Palin will be competing in a huge field – 51 contestants, including Santa Claus.

This is partly by design. The voting system adopted by Alaska in 2020 was intended to encourage a wide range of candidates to compete. Rather than starting with separate primary elections held by the major political parties, the race will begin with a primary open to all who qualify. The top four candidates then move on to a general election in which voters rank their favorites.

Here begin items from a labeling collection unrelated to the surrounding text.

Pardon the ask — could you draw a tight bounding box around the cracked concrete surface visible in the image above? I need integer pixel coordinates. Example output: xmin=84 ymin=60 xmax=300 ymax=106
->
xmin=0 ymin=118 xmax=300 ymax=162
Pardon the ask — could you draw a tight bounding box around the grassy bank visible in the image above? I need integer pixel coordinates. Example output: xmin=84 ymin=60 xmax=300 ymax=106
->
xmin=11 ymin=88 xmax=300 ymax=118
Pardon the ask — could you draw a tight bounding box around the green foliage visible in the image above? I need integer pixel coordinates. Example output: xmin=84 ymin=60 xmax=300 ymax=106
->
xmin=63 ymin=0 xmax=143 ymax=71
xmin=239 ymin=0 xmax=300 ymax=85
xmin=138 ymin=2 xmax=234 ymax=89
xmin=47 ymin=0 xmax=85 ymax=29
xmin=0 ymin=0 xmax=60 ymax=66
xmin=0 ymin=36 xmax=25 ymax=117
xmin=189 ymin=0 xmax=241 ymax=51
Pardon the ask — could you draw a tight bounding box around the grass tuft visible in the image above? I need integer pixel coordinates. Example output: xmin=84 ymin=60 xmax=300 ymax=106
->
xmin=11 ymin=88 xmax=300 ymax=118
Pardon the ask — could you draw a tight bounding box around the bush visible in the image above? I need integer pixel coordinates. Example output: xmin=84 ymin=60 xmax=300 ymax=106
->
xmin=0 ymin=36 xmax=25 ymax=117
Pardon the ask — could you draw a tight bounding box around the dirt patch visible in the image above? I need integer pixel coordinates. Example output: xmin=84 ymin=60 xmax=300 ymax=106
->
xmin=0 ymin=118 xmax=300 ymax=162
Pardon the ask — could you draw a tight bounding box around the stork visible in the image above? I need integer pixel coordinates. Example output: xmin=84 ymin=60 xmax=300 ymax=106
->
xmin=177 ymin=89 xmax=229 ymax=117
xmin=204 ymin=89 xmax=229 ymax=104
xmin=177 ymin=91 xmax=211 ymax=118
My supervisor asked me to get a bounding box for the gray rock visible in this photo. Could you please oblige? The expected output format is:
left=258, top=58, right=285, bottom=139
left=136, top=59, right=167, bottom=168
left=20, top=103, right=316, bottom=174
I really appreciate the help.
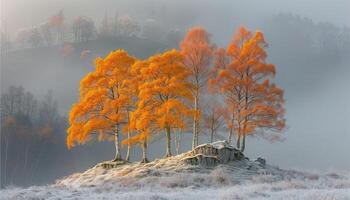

The system was intended to discourage negative campaigning. Since voters’ second choices factor into the results, candidates must be careful not to alienate voters who support their rivals. In the race for mayor of New York, this has led some candidates to form alliances and campaign together. Does Palin have the discipline to play well?

“At the end of the day, someone has to come in at 50%,” Moore, the pollster, said. “It’s hard to do when 56% don’t like you.”

Moore said that in the fall, when he modeled Palin’s inclusion in a hypothetical four-way Senate general election between Senator Lisa Murkowski, the Republican incumbent; Kelly Tshibaka, the far-right Republican challenger; and Elvi Gray-Jackson, a Democratic state legislator, Palin was knocked out in the first round.

Alaska’s fierce independent streak could also hurt Palin’s chances. More than 60% of his voters are not registered with any of the major political parties, and Trump is not particularly popular. According to Moore, 43% of Alaskans have a “very negative” opinion of the former president.

“Alaskans don’t like outsiders telling them how to vote,” said Dermot Cole, an author and political blogger in Alaska. For that reason, he said, Trump’s endorsement is unlikely to carry much weight.